Since that debacle, we've done our very best to thwart the plans to convert the building into a bookmakers. As, for instance, when we granted listed building consent and planning permission for the satellite dish on the roof in December 2005, listed building consent for the internal shopfitting in August 2006 and discharge of planning conditions for the works in February, March and April this year - all on a delegated basis without reference to the Planning Subcommittee. Back in 2000 we gave HSBC planning permission to erect a flagpole and fly their flag from the balcony as well, but I don't think this permission would automatically transfer to Corals. Mind you, they probably wouldn't need it, what with all that illuminated signage Hackney Council has just approved.
An illuminated symbol of Hackney under New Labour
Still, at least there's some good news. Linda has explained to me that, although she's on the Planning Subcommittee, she didn't vote in favour of the 30 square feet of illuminated silver "Corals" signs shortly to be placed on three sides of the Old Town Hall building, when it was granted planning permission three weeks ago. My little sweetie-pie didn't vote against, either. That's because like the rest of the permissions for the new bookies shop, the application never came to Committee. It was decided under delegated authority by the Planning Case Officer.

Pheeeew! No mud to stick to my family over that one, then. But I guess Julian might have some explaining to do.

11 comments:

Burlington Bertie said...

Even money Pipey is our before years end

Burlington Bertie said...

Fiddle sticks my hoofs for hands I mean OUT

Edna Gribbins said...

That's only a summary of the planning permission. Where can I find all the details of the application and the decision?

Luke Akehurst said...

We will probably take it off-line soon, just like our register of members interests, so trouble-makers like you can't get hold of the information and misuse it by exposing what we get up to. But for the time being you can find the application, designs and decision here, by searching on 2007/0597.

Trotsky said...

Luke you may find this champagne socialist nimbie rant up your street

http://observer.guardian.co.uk/focus/story/0,,2078456,00.html

Bugger me said...

http://observer.guardian.co.uk/focus/story/0,,2078456,00.html

wan kin (socialist) said...

Come on Trotsky, you're nearly there. Try clicking on the following:

http://tinyurl.com

Then paste: http://observer.grauniad.co.uk/focus/story/0,,20 etc . . .
into the box shown, the site will automatically have allowed you to copy the new shortened website address.

Then paste it back on here, confident that we can read the full string.

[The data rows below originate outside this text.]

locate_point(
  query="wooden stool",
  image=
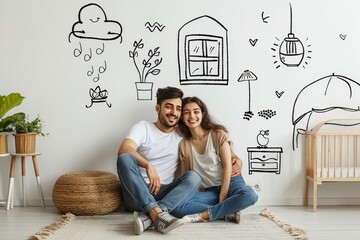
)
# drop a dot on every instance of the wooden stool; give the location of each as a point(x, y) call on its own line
point(3, 155)
point(10, 199)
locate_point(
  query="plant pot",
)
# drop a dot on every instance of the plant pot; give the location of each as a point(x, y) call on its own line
point(25, 142)
point(3, 144)
point(144, 90)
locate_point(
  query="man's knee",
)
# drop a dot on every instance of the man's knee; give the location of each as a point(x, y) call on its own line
point(193, 178)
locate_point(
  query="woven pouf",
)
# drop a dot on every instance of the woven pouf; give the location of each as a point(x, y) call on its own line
point(87, 193)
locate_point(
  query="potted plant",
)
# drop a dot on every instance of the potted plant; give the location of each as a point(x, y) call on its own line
point(25, 134)
point(149, 66)
point(6, 104)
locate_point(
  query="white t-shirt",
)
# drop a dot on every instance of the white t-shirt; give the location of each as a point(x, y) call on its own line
point(159, 148)
point(208, 165)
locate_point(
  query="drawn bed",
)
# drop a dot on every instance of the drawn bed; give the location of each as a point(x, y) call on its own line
point(332, 154)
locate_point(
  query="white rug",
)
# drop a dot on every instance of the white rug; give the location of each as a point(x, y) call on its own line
point(119, 225)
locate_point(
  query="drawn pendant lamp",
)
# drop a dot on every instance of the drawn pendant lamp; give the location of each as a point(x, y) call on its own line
point(291, 50)
point(248, 76)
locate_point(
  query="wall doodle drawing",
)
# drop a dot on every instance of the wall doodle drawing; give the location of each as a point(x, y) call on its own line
point(94, 26)
point(203, 52)
point(248, 76)
point(291, 50)
point(264, 18)
point(98, 96)
point(333, 94)
point(153, 27)
point(264, 158)
point(149, 65)
point(253, 42)
point(342, 36)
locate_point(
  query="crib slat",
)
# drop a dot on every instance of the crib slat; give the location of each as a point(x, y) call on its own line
point(348, 160)
point(341, 155)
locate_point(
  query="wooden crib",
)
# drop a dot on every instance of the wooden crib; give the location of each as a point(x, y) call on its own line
point(332, 154)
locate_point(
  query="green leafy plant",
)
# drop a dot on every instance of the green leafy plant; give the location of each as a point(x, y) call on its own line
point(149, 65)
point(24, 125)
point(6, 104)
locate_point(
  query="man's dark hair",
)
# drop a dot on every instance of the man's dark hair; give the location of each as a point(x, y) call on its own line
point(168, 93)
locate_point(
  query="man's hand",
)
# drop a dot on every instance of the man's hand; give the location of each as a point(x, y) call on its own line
point(154, 179)
point(236, 166)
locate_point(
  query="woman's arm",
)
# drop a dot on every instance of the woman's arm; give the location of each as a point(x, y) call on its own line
point(236, 165)
point(225, 156)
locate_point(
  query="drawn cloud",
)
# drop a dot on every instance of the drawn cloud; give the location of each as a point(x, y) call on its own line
point(93, 24)
point(331, 96)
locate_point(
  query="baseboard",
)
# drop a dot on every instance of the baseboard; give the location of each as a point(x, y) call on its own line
point(264, 201)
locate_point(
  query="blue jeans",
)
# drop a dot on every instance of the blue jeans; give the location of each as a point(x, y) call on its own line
point(240, 196)
point(135, 191)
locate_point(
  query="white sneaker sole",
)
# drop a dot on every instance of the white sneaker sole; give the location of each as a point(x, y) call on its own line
point(176, 224)
point(138, 225)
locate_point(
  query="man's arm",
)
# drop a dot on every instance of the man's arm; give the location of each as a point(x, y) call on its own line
point(129, 146)
point(236, 165)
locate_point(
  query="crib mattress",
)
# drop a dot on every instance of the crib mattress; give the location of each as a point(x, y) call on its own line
point(350, 172)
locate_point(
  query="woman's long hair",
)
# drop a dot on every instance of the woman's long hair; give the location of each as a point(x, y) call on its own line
point(207, 122)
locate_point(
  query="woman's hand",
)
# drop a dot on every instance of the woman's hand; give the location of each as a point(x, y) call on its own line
point(222, 197)
point(236, 166)
point(154, 179)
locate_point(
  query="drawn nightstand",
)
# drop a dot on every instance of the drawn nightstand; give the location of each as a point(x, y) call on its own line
point(264, 159)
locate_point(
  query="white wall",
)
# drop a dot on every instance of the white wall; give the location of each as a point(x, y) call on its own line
point(36, 59)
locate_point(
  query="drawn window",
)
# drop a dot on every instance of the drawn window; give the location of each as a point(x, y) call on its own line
point(203, 56)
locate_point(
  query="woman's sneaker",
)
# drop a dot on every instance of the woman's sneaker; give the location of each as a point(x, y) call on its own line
point(141, 222)
point(233, 217)
point(194, 218)
point(165, 222)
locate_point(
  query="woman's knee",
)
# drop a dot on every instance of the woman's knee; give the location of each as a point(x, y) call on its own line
point(251, 194)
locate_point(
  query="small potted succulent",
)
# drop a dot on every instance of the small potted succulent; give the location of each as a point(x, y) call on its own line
point(6, 104)
point(25, 134)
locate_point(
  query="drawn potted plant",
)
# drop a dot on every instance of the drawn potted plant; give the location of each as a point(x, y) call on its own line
point(148, 66)
point(25, 134)
point(6, 104)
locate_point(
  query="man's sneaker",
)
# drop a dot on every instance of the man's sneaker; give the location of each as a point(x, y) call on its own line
point(233, 217)
point(165, 222)
point(194, 218)
point(141, 222)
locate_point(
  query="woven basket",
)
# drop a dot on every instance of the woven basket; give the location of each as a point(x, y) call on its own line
point(87, 193)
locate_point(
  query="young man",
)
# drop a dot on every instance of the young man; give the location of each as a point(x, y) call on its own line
point(146, 164)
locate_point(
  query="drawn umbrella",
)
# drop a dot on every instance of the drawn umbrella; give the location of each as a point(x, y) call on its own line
point(248, 76)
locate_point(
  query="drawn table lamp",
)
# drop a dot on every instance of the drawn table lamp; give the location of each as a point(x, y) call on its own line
point(291, 50)
point(248, 76)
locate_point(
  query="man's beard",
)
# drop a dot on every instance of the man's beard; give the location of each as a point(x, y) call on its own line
point(164, 122)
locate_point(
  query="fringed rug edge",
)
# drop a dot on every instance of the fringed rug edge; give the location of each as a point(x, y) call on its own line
point(295, 232)
point(50, 230)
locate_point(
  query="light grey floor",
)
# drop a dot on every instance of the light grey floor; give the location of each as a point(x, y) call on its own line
point(329, 222)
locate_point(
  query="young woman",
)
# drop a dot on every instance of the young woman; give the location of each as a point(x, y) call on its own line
point(206, 149)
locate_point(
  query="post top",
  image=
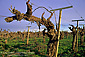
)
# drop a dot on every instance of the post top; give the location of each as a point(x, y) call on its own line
point(62, 8)
point(78, 20)
point(28, 26)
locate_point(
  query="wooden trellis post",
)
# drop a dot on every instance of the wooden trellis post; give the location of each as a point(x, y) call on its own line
point(59, 23)
point(83, 32)
point(77, 33)
point(28, 34)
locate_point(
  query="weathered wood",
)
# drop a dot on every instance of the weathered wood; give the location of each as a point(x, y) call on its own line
point(77, 33)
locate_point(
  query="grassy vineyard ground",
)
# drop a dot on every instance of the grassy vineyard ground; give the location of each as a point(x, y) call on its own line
point(36, 48)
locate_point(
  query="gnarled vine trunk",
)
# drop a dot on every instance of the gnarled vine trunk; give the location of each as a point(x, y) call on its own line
point(51, 32)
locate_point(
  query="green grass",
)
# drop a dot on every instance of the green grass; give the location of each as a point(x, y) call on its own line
point(65, 47)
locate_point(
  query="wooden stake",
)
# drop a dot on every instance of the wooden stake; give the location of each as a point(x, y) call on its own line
point(77, 34)
point(59, 25)
point(58, 31)
point(28, 35)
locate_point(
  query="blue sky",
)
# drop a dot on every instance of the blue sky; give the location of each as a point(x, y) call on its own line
point(68, 15)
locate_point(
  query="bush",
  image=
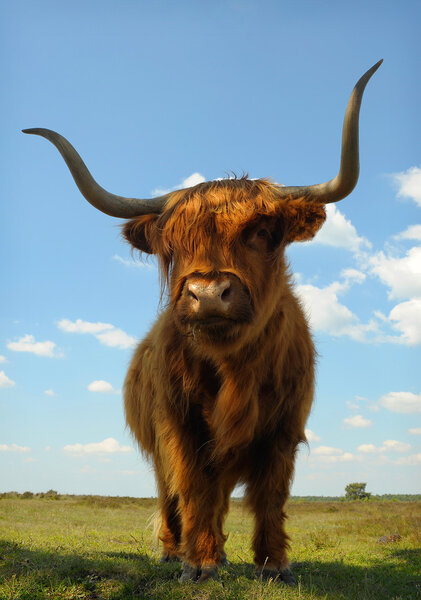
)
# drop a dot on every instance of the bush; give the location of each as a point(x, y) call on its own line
point(356, 491)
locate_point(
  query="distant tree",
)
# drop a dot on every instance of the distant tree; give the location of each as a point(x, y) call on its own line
point(356, 491)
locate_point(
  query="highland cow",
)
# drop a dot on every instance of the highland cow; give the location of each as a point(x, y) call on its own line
point(219, 391)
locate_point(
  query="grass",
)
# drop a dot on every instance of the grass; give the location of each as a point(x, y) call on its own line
point(92, 548)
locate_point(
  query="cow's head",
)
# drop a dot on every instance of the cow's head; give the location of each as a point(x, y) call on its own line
point(220, 243)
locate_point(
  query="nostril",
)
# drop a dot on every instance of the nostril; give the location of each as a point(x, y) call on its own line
point(226, 294)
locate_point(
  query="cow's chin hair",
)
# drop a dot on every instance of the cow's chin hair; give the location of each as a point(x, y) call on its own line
point(214, 332)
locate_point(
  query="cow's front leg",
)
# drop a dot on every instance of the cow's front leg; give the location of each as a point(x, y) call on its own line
point(200, 539)
point(267, 491)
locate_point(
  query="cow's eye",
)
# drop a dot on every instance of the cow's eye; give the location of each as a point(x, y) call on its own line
point(263, 234)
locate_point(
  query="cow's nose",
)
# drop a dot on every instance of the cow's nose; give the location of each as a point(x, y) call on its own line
point(210, 295)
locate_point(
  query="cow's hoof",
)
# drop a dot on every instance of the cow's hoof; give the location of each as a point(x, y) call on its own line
point(287, 576)
point(169, 558)
point(208, 573)
point(284, 575)
point(189, 573)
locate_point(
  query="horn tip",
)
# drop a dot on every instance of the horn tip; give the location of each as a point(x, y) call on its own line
point(34, 130)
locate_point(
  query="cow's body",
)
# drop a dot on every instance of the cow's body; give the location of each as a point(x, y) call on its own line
point(219, 391)
point(210, 409)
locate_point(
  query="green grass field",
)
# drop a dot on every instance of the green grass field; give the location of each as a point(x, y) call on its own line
point(104, 548)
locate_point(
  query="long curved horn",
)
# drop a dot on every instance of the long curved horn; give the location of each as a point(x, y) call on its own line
point(116, 206)
point(347, 178)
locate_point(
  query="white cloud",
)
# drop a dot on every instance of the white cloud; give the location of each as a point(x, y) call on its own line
point(352, 405)
point(117, 338)
point(413, 232)
point(357, 421)
point(328, 454)
point(311, 436)
point(13, 448)
point(189, 181)
point(107, 446)
point(339, 232)
point(401, 274)
point(87, 469)
point(27, 343)
point(327, 451)
point(401, 402)
point(387, 446)
point(80, 326)
point(413, 459)
point(5, 381)
point(105, 333)
point(406, 318)
point(368, 448)
point(326, 313)
point(102, 386)
point(395, 446)
point(409, 184)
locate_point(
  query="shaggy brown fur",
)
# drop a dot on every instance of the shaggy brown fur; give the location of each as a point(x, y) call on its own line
point(225, 403)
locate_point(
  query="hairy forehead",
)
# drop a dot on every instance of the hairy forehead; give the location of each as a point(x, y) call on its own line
point(218, 207)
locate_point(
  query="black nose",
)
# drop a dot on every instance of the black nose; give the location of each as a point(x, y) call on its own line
point(210, 295)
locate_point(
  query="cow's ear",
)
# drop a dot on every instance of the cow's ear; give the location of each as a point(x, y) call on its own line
point(302, 220)
point(141, 233)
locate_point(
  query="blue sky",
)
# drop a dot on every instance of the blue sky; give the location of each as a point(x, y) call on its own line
point(152, 95)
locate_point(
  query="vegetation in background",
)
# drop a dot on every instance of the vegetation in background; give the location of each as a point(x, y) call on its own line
point(356, 491)
point(103, 548)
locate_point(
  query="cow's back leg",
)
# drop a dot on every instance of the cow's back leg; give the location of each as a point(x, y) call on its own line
point(170, 528)
point(267, 491)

You're not, by chance, the IT Manager for Hackney Council are you?

Luke Akehurst said...

Even I can do that:
http://tinyurl.com/36gtyb
and I'm a moron. Does that mean I would qualify to be Hackney Council IT Manager?

Max Caller said...

You've got the job sunshine

Lord London Fields Lido said...

Well knock me down with a feather... I knew Penny Thompson had got the boot and Hackney was short a chief exec, but who'd have thought Max Caller would come back?